Kinshasa étouffe sous les immondices. Caniveaux bouchés, dépotoirs sauvages, rivières transformées en égouts à ciel ouvert: l’insalubrité est devenue un mode de vie imposé aux millions de Kinois. Chaque jour, la capitale de la République Démocratique du Congo produit plusieurs milliers de tonnes de déchets, dont une grande partie n’est ni collectée ni traitée correctement. Pour y faire face, le gouverneur Daniel Bumba a décidé de relancer la collaboration avec la société Averda, suscitant un profond étonnement des spécialistes.

Cette entreprise libanaise a déjà opéré à Kinshasa sans résultats convaincants, avant que le partenariat ne s’effondre dans l’opacité. Plus grave encore, Averda a été remerciée à Brazzaville et à Pointe-Noire, deux villes pourtant moins complexes et moins peuplées que Kinshasa.

Brazzaville a dit non, Kinshasa dit oui: l’énigme Bumba

Le contraste est frappant. À Brazzaville, les autorités ont tiré les leçons d’une expérience jugée décevante et ont confié l’assainissement urbain à la société turque Albayrak. «La République du Congo a mis fin à sa collaboration avec Averda, responsable de la gestion des déchets, après huit ans de service, en raison non seulement de l’expiration de son contrat fin 2023 mais aussi et surtout de problèmes de performance», rappelle un cadre au sein de l’administration urbaine. «Mais en face, à Kinshasa, le gouverneur Daniel Bumba semble ignorer cet échec régional et choisit de miser sur une entreprise déjà désavouée par le voisin direct», poursuit-il. 
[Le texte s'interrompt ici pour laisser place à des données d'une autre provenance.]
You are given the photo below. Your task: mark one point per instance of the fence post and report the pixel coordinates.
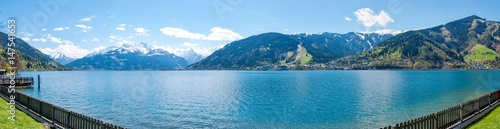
(461, 113)
(477, 105)
(435, 120)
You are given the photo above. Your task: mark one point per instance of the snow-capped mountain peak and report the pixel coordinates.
(60, 57)
(144, 49)
(191, 56)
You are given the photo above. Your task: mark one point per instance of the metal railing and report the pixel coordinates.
(451, 116)
(58, 115)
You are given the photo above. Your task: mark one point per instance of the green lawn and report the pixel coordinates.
(480, 52)
(491, 121)
(22, 120)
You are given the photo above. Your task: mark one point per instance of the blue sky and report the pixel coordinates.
(76, 28)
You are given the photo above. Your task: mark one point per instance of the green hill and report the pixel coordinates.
(482, 53)
(271, 50)
(471, 42)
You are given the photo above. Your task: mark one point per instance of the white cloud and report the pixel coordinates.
(87, 19)
(61, 28)
(369, 18)
(95, 40)
(347, 18)
(68, 50)
(26, 38)
(216, 34)
(39, 40)
(141, 32)
(84, 27)
(98, 48)
(121, 27)
(119, 40)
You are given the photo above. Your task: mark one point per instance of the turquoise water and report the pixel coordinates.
(260, 99)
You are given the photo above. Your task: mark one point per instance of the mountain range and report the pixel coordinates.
(61, 58)
(469, 43)
(276, 49)
(130, 57)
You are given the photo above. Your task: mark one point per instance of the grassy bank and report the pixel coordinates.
(490, 121)
(22, 120)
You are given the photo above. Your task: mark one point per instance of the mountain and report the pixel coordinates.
(471, 42)
(27, 57)
(275, 49)
(60, 58)
(191, 56)
(130, 57)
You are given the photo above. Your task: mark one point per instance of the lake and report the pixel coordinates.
(260, 99)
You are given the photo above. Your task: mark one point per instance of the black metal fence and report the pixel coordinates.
(451, 116)
(58, 115)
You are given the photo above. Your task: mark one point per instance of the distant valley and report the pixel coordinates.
(469, 43)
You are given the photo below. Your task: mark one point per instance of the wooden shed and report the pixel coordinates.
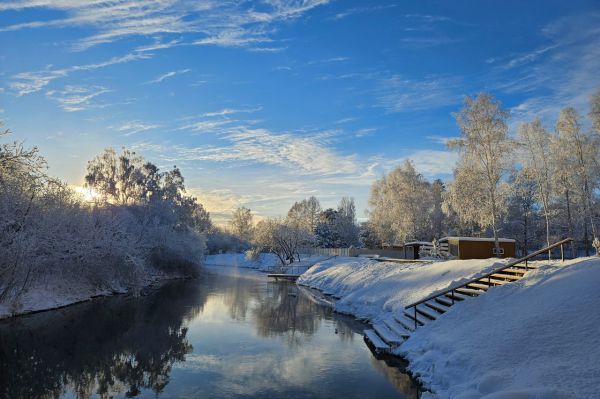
(411, 249)
(479, 248)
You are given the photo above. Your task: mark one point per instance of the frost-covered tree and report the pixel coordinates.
(438, 218)
(580, 151)
(345, 223)
(536, 156)
(281, 238)
(522, 219)
(401, 206)
(595, 110)
(241, 223)
(306, 213)
(479, 191)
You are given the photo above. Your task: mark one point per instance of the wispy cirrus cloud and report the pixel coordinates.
(361, 10)
(30, 82)
(77, 98)
(168, 75)
(397, 94)
(136, 126)
(306, 154)
(222, 23)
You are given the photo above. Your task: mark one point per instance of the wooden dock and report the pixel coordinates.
(284, 276)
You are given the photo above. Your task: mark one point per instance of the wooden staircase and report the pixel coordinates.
(391, 332)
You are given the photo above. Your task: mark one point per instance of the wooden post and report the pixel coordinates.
(415, 317)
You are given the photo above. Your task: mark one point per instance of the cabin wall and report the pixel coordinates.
(484, 250)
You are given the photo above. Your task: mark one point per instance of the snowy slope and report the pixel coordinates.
(265, 261)
(371, 290)
(536, 338)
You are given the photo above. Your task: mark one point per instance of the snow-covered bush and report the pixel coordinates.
(50, 236)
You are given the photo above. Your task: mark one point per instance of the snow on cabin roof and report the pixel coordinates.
(476, 239)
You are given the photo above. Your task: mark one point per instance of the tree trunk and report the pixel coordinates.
(570, 224)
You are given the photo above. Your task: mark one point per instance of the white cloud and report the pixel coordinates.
(397, 94)
(135, 126)
(231, 111)
(361, 10)
(365, 132)
(222, 23)
(77, 98)
(431, 163)
(30, 82)
(302, 154)
(168, 75)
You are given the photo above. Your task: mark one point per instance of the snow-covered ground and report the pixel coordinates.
(57, 291)
(265, 261)
(535, 338)
(372, 290)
Un mauvais casting aux conséquences prévisibles

«L’assainissement n’est pas un terrain d’expérimentation politique. Un mauvais choix de prestataire entraîne l’aggravation des risques sanitaires, le gaspillage des ressources publiques sans résultats mesurables, une colère sociale croissante face à l’inaction», assène un prêtre catholique, précisant que Kinshasa ne peut pas être le refuge des entreprises chassées ailleurs pour incompétence. «La capitale mérite des solutions durables, pas de recyclages d’échecs», cogne-t-il encore.

En 2017, les autorités provinciales avaient déjà signé un contrat avec l’entreprise Averda, sans réel impact sur le terrain. Le partenariat avait alors achoppé sur un différend administratif, lié notamment aux exigences de garanties financières et d’une avance de fonds formulées par l’entreprise, tandis que le gouvernement provincial attendait l’arrivée des équipements promis pour le démarrage des travaux. Étrange retour.